Muscular spinal atrophy: symptoms and treatment
Muscular spinal atrophy manifests itself in early childhood. The first symptoms may occur as early as 2-4 months of age. This is a hereditary disease that is characterized by the fact that nerve cells are gradually dying in the brain stem.
Kinds of problems
Depending on when the first symptoms appear, the severity of the course and the nature of atrophic changes distinguish several types of the disease.
Spinal muscular atrophy can develop according to:
- the first type: acute( Verdig-Hoffman form);
- the second type: intermediate( infantile, chronic);
- the third type: the Kugelberg-Welander form( chronic, juvenile).
Three species of the same disease occur, according to experts, due to different mutations of the same gene. Muscle spinal atrophy is an autoimmune disease that occurs when two recessive genes are inherited, one from each parent. The mutation site is in the 5 chromosome. It is present for every 40 people. The gene is responsible for the encoding of the protein, which ensures the existence of motoneurons in the spinal cord. If this process is violated, the neurons die.
Verdin-Hoffman disease
It is possible to suspect the presence of a problem even during pregnancy. If the child develops spinal muscular atrophy of type 1, then often sluggish and later fetal movement during pregnancy. After birth, doctors can diagnose generalized hypotension of the muscles.

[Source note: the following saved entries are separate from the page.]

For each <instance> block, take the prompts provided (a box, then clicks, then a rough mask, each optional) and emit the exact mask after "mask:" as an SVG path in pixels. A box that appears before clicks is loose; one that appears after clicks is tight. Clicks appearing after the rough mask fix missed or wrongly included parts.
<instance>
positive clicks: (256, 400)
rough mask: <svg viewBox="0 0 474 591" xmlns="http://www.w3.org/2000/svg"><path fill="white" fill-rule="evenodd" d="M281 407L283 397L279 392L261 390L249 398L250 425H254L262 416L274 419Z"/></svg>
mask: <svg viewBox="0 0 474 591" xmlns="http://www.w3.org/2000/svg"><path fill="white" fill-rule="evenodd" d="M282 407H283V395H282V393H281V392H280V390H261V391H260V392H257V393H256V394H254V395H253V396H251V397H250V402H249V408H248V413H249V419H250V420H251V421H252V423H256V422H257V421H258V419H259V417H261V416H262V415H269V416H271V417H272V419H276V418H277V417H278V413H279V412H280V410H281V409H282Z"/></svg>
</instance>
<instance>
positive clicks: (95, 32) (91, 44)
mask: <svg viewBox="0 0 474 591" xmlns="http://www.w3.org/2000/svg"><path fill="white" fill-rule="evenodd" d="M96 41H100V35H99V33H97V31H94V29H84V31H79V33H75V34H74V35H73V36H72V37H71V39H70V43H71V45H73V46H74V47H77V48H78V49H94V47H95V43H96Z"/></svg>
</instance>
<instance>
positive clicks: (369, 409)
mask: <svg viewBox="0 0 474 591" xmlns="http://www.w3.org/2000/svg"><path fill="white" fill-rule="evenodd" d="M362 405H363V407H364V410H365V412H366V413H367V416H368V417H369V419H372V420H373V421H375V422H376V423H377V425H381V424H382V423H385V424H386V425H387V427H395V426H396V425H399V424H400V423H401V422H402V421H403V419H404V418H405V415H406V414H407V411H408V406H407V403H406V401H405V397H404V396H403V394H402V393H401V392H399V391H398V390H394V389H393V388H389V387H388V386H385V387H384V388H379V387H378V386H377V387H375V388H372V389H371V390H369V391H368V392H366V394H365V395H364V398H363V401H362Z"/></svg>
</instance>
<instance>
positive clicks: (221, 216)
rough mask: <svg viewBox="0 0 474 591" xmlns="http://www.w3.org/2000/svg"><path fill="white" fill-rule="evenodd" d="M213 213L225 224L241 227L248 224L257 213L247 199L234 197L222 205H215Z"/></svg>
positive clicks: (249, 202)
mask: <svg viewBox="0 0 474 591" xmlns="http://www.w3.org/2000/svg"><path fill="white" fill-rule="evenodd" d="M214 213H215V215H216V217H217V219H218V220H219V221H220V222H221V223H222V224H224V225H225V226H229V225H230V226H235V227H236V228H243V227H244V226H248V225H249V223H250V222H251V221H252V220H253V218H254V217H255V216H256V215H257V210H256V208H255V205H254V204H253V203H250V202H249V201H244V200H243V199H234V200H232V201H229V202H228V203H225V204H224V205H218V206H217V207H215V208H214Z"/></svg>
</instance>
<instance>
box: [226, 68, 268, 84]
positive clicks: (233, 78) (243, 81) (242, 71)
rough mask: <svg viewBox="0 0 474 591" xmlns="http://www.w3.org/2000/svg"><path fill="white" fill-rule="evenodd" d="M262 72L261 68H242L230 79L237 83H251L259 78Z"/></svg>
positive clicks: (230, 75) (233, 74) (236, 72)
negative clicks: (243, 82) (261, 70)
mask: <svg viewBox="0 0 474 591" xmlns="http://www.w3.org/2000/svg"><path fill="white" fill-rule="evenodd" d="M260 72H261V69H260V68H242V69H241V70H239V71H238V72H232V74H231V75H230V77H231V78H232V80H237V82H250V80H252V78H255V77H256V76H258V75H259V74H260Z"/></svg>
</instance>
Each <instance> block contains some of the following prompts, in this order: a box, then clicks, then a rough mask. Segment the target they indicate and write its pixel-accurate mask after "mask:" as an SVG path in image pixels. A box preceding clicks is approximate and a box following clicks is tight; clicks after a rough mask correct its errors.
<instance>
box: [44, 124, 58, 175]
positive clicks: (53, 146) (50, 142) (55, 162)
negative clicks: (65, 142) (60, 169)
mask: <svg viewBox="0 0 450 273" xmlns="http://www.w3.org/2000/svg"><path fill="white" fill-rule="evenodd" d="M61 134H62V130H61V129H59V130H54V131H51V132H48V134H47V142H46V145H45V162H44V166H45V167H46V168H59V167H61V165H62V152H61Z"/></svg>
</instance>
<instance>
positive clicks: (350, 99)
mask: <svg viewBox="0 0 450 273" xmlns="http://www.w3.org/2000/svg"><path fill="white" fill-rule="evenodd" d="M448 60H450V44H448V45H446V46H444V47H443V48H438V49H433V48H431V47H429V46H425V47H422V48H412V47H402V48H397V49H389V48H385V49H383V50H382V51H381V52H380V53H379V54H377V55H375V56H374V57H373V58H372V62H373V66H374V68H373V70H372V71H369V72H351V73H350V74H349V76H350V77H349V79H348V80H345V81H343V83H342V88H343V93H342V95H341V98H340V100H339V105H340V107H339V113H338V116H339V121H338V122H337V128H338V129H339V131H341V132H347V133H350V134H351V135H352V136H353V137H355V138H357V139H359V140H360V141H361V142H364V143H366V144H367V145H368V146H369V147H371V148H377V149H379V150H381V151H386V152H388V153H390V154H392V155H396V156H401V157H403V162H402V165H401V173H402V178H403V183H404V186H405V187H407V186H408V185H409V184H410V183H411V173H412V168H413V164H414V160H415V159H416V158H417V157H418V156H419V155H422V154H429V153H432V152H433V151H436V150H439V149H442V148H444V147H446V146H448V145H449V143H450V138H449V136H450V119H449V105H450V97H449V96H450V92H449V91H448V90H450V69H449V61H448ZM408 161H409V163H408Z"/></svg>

Atrophy begins to manifest itself in the first months of life. Often in the proximal parts, fascicle twitches of the muscles of the back, trunk, extremities are noted. There are also bulbar disorders. These include sluggish sucking, a weak cry, a violation of the swallowing process. Children with Verdin-Hoffman's disease often notice a decrease in emetic, cough, pharyngeal, palatine reflexes. They are also noted for the fibrillation of lingual muscles.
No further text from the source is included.